Speaking at a meeting between Sias and shareholders of the company, Sias president David Gerald said there appeared to be no legitimate reason for two new shareholders, Mr Lin Chuanjun and Mr Zhang Wen Jun, to remove the current board.
The duo hold a 10.6 per cent stake in Shanghai Turbo. Former chief executive and executive director Liu Ming holds 30 per cent.
Mr Gerald said: "If the two requisitioners cannot provide sufficient reasons for the proposed removal, then the attempt to remove the current board is irresponsible and disruptive."
Furthermore, he said the two requisitioners have no working experience as directors or senior management in a Singapore Exchange-listed company and have also not undergone formal training to prepare them for such a role.
United Overseas Insurance
United Overseas Insurance's second-quarter net profit fell 15.5 per cent to $6.9 million.
Gross premium written for the three months to June 30 slipped 0.9 per cent to $29.5 million.
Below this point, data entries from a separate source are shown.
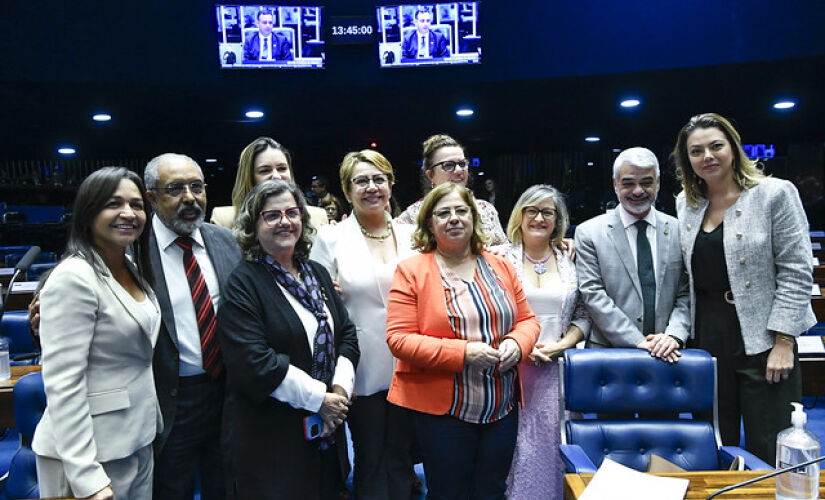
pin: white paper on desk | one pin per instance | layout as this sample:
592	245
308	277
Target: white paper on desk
614	481
810	344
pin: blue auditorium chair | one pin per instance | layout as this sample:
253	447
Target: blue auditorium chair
618	383
29	404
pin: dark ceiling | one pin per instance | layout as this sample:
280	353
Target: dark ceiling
551	73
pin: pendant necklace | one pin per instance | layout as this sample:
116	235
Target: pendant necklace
538	265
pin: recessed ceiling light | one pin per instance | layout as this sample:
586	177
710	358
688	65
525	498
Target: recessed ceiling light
784	105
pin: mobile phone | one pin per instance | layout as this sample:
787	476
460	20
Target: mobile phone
313	426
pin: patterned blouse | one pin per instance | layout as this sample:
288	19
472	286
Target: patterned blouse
480	311
489	220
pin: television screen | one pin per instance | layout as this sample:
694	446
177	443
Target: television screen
428	34
269	36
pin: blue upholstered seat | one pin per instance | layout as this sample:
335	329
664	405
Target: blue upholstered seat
619	383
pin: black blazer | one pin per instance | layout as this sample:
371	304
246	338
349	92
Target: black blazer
225	254
261	335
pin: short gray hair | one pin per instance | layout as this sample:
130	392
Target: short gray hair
638	157
245	228
150	173
532	196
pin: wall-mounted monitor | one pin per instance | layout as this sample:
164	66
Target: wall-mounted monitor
428	34
270	36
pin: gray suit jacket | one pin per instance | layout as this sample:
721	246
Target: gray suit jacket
97	352
224	253
768	257
609	282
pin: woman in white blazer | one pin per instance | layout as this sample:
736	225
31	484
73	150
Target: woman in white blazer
98	326
361	254
747	250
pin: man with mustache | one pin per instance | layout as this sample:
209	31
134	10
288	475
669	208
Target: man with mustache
629	265
190	263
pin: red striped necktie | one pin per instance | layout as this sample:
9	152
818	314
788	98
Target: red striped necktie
204	312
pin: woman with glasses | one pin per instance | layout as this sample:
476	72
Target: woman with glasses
98	326
444	161
361	254
537	224
263	159
458	322
290	352
747	252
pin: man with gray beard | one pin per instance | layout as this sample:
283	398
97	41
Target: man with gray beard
190	262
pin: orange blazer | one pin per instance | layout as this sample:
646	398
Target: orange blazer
420	336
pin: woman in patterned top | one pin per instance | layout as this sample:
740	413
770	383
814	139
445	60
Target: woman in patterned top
444	161
458	322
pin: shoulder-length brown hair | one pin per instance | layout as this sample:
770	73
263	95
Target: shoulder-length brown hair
245	228
423	239
746	173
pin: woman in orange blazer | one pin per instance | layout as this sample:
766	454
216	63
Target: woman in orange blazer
458	322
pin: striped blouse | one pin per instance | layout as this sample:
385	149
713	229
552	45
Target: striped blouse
480	310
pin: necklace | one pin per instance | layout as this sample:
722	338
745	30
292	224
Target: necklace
538	265
382	236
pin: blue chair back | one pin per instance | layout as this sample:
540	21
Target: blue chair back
617	383
29	405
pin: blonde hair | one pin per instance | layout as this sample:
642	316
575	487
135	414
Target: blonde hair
370	156
532	196
423	239
746	173
245	177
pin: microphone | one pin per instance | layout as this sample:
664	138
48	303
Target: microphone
27	259
766	476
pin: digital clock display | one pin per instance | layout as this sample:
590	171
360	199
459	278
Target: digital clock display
352	30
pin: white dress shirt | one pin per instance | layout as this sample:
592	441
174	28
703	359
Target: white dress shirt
180	295
298	388
629	222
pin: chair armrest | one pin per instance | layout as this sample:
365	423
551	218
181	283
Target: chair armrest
575	459
728	453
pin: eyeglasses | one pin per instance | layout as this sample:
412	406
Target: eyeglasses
450	165
460	211
533	212
362	181
175	189
273	217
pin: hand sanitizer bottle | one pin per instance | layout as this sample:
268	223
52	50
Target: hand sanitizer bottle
796	445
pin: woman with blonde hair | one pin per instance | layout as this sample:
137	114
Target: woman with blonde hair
747	251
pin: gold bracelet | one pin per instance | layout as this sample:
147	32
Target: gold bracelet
787	338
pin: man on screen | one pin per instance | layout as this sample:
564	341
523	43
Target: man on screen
265	45
423	43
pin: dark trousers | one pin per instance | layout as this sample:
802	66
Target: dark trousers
745	396
382	438
193	444
463	460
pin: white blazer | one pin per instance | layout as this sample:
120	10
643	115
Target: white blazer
97	371
342	249
768	256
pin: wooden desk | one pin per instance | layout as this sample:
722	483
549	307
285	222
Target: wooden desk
702	484
6	391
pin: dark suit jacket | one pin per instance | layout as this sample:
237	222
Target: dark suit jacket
437	41
261	335
224	253
280	48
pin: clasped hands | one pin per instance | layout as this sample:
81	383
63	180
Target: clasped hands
662	346
334	409
482	356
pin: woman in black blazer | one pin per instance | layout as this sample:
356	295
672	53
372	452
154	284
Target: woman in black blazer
275	324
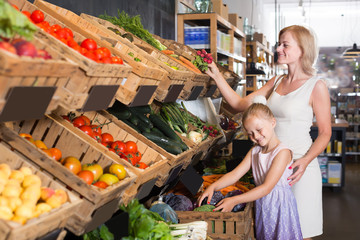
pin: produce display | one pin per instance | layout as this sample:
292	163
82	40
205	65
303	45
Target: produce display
22	196
133	25
126	150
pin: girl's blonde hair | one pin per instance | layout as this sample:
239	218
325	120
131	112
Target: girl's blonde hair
259	110
306	40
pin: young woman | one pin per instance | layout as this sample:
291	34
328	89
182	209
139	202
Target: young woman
276	215
295	98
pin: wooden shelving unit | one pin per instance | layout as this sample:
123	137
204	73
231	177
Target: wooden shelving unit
254	51
215	22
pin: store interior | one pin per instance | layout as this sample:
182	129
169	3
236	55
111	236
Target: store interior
151	82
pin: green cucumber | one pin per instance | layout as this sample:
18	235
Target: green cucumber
164	127
165	143
131	125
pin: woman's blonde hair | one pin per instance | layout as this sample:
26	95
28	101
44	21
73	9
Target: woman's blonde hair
306	40
259	110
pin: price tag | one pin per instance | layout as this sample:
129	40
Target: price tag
173	92
195	92
25	103
143	95
211	91
145	189
191	180
100	97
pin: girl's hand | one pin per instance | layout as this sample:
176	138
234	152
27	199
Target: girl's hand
209	192
226	204
300	167
213	70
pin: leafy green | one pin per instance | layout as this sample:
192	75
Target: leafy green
134	26
13	22
101	232
145	224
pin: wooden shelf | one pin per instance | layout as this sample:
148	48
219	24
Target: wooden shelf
215	22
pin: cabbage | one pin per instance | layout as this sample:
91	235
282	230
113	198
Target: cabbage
240	206
217	197
178	202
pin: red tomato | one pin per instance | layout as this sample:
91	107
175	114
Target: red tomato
86	119
78	122
106	60
117	60
141	165
96	128
87	129
54	28
107	137
106	52
97	137
119	146
87	176
101	184
26	13
131	147
37	16
89	44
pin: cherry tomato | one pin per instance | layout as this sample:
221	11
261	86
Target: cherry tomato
141	165
86	119
95	168
101	184
87	176
117	60
96	128
37	16
97	137
107	137
87	130
72	163
78	122
89	44
118	146
131	147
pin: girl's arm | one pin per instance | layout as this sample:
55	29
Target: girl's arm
281	160
236	102
228	179
320	101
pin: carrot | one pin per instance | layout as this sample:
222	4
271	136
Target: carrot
167	52
185	65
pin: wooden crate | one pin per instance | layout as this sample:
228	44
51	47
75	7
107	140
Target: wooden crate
16	71
144	73
175	77
90	73
222	225
54	134
47	222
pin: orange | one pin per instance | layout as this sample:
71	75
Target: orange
40	144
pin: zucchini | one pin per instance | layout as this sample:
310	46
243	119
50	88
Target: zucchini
164	127
142	109
165	143
157	132
131	125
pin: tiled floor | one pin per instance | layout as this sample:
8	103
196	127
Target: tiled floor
342	208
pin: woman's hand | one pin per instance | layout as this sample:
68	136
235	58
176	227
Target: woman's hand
300	167
226	205
209	192
213	70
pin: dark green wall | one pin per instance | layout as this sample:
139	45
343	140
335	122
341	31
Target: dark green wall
157	16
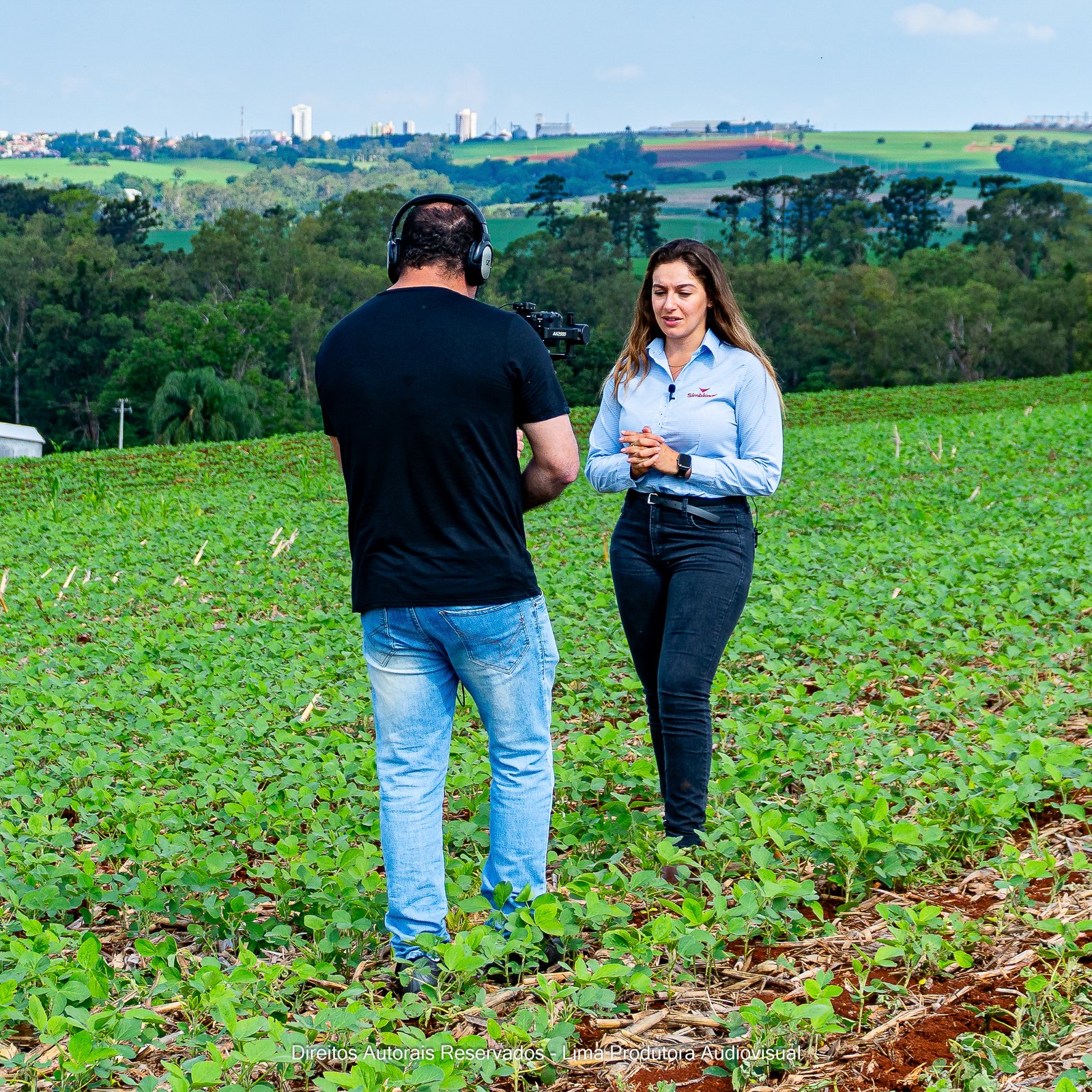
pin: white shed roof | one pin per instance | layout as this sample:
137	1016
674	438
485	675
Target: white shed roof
20	433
Annualised earnings per share were at 45.12 cents, down from 53.42 cents in the same quarter a year ago.
For the first half of this year, gross premium written fell 3.5 per cent to $56.7 million, while net profit fell 24.8 per cent to $11.4 million.
The fall in gross premium in the first half of the year was mainly due to market-wide erosion of premium rates and the company's risk-control efforts to "weed out unprofitable business and catastrophe-prone offshore insurance accounts", the general insurer said.
Annualised earnings per share for the first half of the year fell to 37.33 cents from 49.62 cents previously.